Shen Lian (Chang Chen), a captain, finds himself trapped in a conspiracy by rebels fighting against the palace, and in order to clear his name he must align himself with the elusive—and gorgeous—wanted rebel Bei Zhai (Yang Mi) and her cohorts. Classic elements of the wuxia genre combine with story lines that may seem familiar from films like Crouching Tiger, Hidden Dragon or Hero to ultimately provide a not wholly original yet still compelling film filled with fantastic choreography, splendid wirework, and edge-of-the-seat action sequences. The political machinations tend to slow the film a bit too much, however (we’re not talking Phantom Menace shut-up-and-get-on-with-it levels, but still), and the plot also becomes a little too convoluted, but these nitpicks aren’t enough to make BOB II unsatisfying.

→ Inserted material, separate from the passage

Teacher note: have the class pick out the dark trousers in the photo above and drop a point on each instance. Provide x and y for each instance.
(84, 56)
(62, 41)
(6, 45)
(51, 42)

Brotherhood of Blades II was shot in the anamorphic format on Arri XT and Arri XT Plus cameras at 2.6K resolution, and a 2K DI was used in post-processing. The Blu-ray arrives with a beautiful 2.66:1 AVC 1080p encodement that's clean and free from banding and noise while maintaining a filmic appearance. It has wonderfully nuanced shadows free from crush, which is welcome for a film that spends much of its time in darkened streets and forests at night.
Brotherhood of Blades II gets a competent Mandarin DTS:X mix (compatible with DTS-HD Master Audio
7.1). An English dub in DTS-HD Master
Audio 5.1 is also included. While the dynamic range for the DTS:X mix sounds a bit narrow even as the low end is oddly overblown, the overheads are put to good use with frequent rainstorms—apparently, weather during the Ming Dynasty was prone to downpours—and lots of atmosphere for the score. Foley effects are well placed throughout the soundfield as well.
This is a typically bare-bones release from Well Go USA that comes to Blu-ray with only a nigh-five-minute behind-thescenes featurette composed of interviews, some B-footage, and the original theatrical trailer. A standard-definition DVD is also included.